You can fix the objective: m.arithm(obj,"=",42).post(); and then compute all solutions
m.getSolver().findAllSolutions();
or: m.clearObjectives(); while(m.getSolver().solve());
but I think that the first way should have worked out according to my results. No, because :
- the first instruction is a Java one, it states that the object in the specific position within the matrix is set to another one (by reference)
- the second is an instruction for Choco, it states that in a solution the two variables must take the same value.
Thanks, It seems I've got two satisfied answers.
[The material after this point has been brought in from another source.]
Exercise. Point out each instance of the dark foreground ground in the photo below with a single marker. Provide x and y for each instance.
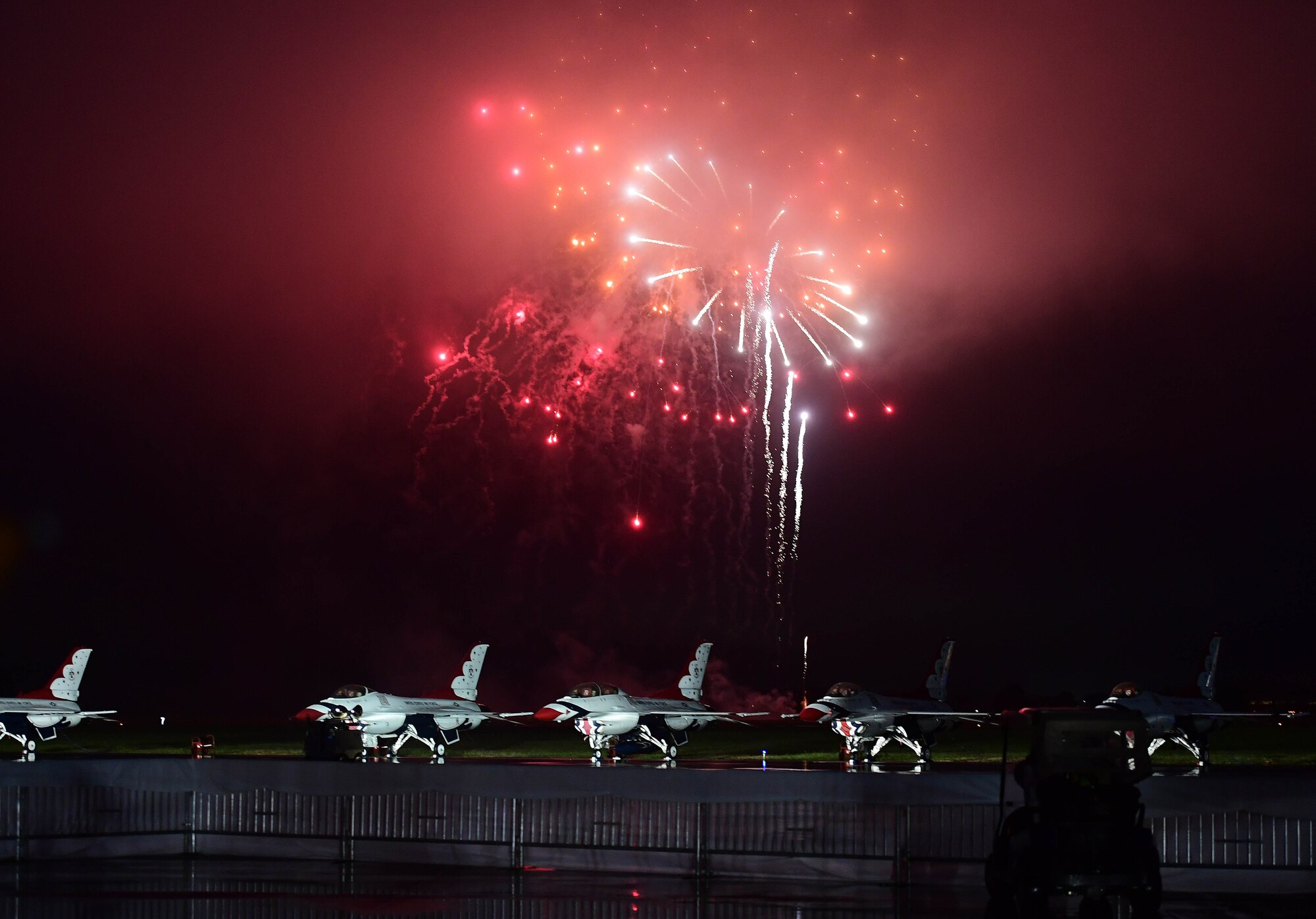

@jgFages And before I open this issue, I've already tried your way to enumerate all solutions under a fixed OBJ, which is surely not an optimization problem. And now I think by this way I don't need findAllOptimalSolutions() maybe :-)
Can I close the issue ?
Like the code below, I set a OBJ to minimize in my model, I do need to get the optimal OBJ, but I also want to get all optimal solutions. Furthermore, if I want to get all solutions corresponding to (OBJ + 1), how can I do this? I've already seen the Choco 4.0.0 documentation and Javadoc, but I still can't solve this two problems.